I have to find all the digits $a$ and $b$ such that $7ab + 4ba = 1a21$.

Note: there is no multiplication, those are three decimal numbers.

I put this equality this way: $$7\cdot100 + a \cdot 10 + b + 4 \cdot 100 + b \cdot 10 + a = 1 \cdot 1000 + a \cdot 100 + 2 \cdot 10 + 1$$ $$1\cdot 1000 + (a-11)\cdot 100+(2-a-b)+1-a-b=0$$

So, our number will be something like this: $1(a-11)(2-a-b)(1-a-b)=0$. This is contradiction since the first digit is $1$, and on the right we have $0$.

Does that mean there are no $a$ and $b$ to satisfy this equality?

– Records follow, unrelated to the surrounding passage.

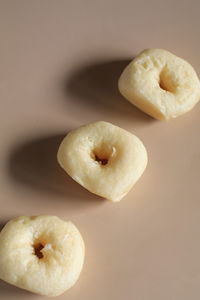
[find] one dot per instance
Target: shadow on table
(34, 165)
(95, 86)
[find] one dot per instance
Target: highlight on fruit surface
(41, 254)
(105, 159)
(160, 84)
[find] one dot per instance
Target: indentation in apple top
(167, 81)
(37, 249)
(102, 154)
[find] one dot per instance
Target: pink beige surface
(59, 65)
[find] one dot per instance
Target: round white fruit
(41, 254)
(103, 158)
(161, 84)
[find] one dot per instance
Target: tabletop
(60, 62)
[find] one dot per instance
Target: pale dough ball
(161, 84)
(103, 158)
(41, 254)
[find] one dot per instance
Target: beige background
(59, 65)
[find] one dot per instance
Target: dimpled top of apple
(105, 159)
(161, 84)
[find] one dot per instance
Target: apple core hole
(37, 250)
(166, 82)
(101, 161)
(100, 156)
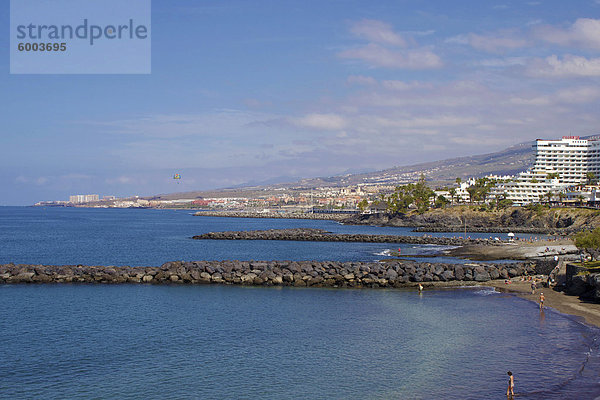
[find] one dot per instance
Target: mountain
(509, 161)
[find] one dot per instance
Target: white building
(558, 165)
(83, 198)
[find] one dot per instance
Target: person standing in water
(511, 385)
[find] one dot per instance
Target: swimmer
(511, 385)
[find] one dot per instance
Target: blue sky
(246, 91)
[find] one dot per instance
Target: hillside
(517, 219)
(505, 162)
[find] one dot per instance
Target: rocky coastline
(319, 235)
(253, 214)
(395, 274)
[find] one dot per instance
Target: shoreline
(405, 275)
(559, 301)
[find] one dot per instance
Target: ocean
(82, 341)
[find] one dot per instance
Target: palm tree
(452, 192)
(591, 178)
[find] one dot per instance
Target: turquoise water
(222, 342)
(51, 235)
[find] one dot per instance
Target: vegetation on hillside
(589, 241)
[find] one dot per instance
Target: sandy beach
(590, 312)
(521, 250)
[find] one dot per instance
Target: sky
(253, 91)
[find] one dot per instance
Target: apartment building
(558, 165)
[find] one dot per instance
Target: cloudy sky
(245, 91)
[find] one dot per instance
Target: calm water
(210, 342)
(151, 237)
(216, 342)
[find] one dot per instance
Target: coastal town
(565, 172)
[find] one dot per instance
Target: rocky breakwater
(583, 282)
(282, 215)
(268, 273)
(319, 235)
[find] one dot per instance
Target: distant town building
(558, 165)
(83, 198)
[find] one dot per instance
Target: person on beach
(511, 385)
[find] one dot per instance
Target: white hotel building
(558, 165)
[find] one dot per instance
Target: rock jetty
(583, 282)
(268, 273)
(319, 235)
(283, 215)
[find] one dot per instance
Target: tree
(480, 190)
(503, 203)
(406, 195)
(548, 196)
(363, 204)
(591, 178)
(452, 192)
(441, 201)
(589, 241)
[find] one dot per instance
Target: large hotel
(558, 165)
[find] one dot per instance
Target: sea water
(213, 342)
(145, 237)
(224, 342)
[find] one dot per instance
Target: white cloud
(497, 42)
(568, 66)
(501, 62)
(401, 85)
(321, 121)
(578, 95)
(584, 32)
(531, 101)
(361, 80)
(377, 31)
(119, 180)
(378, 56)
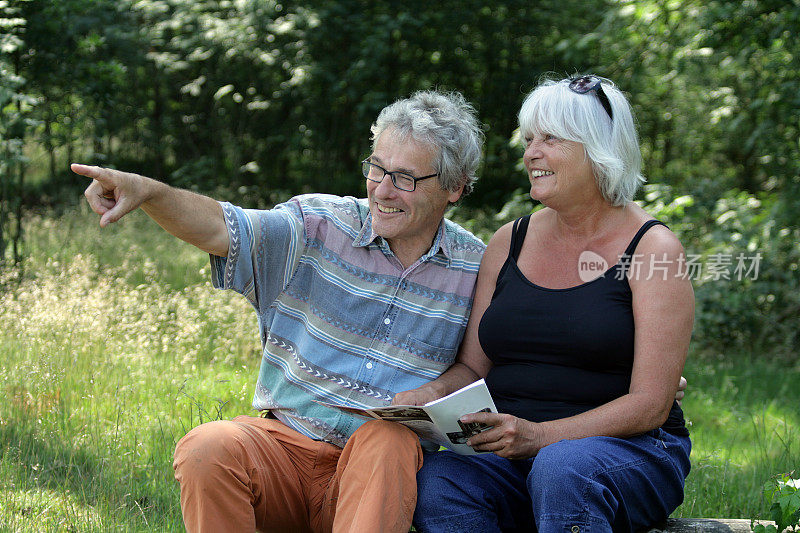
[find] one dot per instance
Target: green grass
(113, 344)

Alternatively, I did the following: since the last digit in $1a21$ is $1$, it has to be $a+b=L1$. $a$ and $b$ are digits, so there are couple of cases: $a=0$ and $b=1$, $a=1$ and $b=0$, $a=5$ and $b=6$, $a=6$ and $b=5$... None of those cases satisfy what we want, so there are no $a$ and $b$.

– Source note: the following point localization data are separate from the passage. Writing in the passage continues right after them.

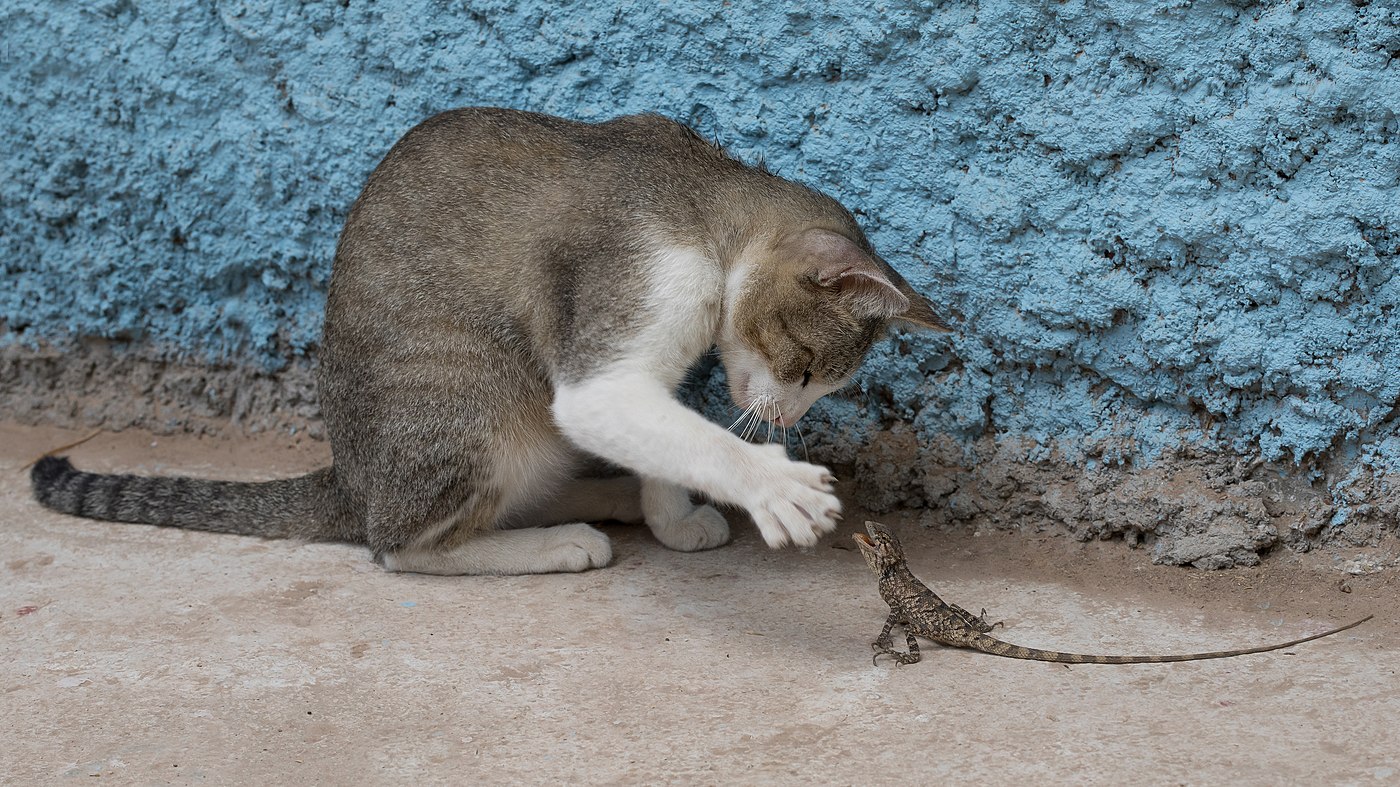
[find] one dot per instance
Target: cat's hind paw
(703, 528)
(576, 548)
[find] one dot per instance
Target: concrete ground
(150, 656)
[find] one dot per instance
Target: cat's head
(801, 315)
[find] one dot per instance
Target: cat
(515, 296)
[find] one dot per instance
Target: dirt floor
(150, 656)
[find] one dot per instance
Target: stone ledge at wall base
(97, 384)
(1199, 509)
(1196, 509)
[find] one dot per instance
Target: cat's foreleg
(632, 419)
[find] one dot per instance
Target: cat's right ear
(868, 284)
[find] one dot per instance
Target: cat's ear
(871, 287)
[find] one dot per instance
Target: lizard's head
(881, 549)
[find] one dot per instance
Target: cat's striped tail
(300, 507)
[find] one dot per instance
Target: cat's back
(528, 142)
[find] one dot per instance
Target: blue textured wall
(1158, 226)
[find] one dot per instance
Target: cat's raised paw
(703, 528)
(577, 548)
(795, 504)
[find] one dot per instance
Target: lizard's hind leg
(885, 643)
(975, 622)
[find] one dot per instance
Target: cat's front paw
(703, 528)
(794, 503)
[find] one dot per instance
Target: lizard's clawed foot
(900, 658)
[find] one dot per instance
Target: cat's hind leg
(527, 551)
(584, 500)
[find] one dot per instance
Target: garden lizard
(923, 614)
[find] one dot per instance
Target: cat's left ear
(867, 283)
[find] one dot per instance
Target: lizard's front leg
(885, 643)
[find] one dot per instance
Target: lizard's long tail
(994, 646)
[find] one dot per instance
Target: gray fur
(492, 256)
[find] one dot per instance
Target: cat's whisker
(807, 455)
(752, 419)
(744, 415)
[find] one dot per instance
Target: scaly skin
(923, 614)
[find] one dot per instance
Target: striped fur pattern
(923, 614)
(276, 509)
(517, 296)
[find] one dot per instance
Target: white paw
(577, 548)
(794, 502)
(703, 528)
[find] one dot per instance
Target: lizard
(923, 614)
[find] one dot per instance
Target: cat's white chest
(683, 301)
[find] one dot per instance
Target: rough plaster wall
(1169, 234)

Are those two ways to do it the right ones? I don't have any solutions therefore I'm not sure. Thank you.

Answer 1

NOTE: For your work, we also have cases $(2,9)$, $(3,8)$ ... to check.

Here's what I did:

We start from the left, by the fact that $7 + 4 = 1a$, we must have $a = 1$ or $a = 2$, since either there is a carry or not.

From the one's digit, we have that : For $a = 1$, we must have $b = 0$. For $a = 2$, we must have $b = 9$.

Now let us try it, we have $710 + 401 = 1111$, which is impossible. We have $729 + 492 = 1221$, which corresponds to a solution.

Answer 2

$ab+ba$ is either $21$ or $121$. Well, it can't be $21$, so it's $121$. That means that we carry 1 over to the hundreds' place.

Looking at the hundreds and thousands we have $7+4+1=1a$, and from there it's easy.

Answer 3

One example is 729+492=1221 a=2,b=9 7 a b

+4 b a

1 a 2 1 Hint: b+a is not equal to 1. So b+a=11 hence the solution

Answer 4

Another approach to solve such equations is to write it as an algebraic equation, instead of with base-10 digits. We get $$ 700 + 10a + b + 400 + 10b + a = 1000 + 100a + 21 $$ which simplifies to: $$ 11(a + b) + 1100 = 1021 + 100a $$ or $$ 11b + 79 = 89a. $$ Now we use the fact that $a$ and $b$ are between $0$ and $9$. In particular, $11b$ is at most $99$, so $11b + 79$ is at most $99 + 79 = 178$, which equal to two times $89$. So $a$ can be at most $2$.

• If $a = 2$, then $11b + 79 = 178$, so $b = 9$.

• If $a = 1$, then $11b = 10$, so this doesn't work.

• Finally, if $a = 0$, then $11b + 79 = 0$, so this doesn't work either.

Thus the only solution is $a = 2, b = 9$. We have $$ \boxed{7\underline{29} + 4\underline{92} = 1\underline{2}21}. $$

Answer 5

You can also bring in the divisibility test for $11$ into the problem. First note that $700+400=1100$ and $ab+ba=11(a+b)$, forcing your sum $1a21$ to be a multiple of $11$.

By the divisibility test for $11$, then, $1-a+2-1$ must be a multiple if $11$, forcing $a=2$. The ones digit sum then must be $b+2=11(\ge 2)$, thus $b=9$.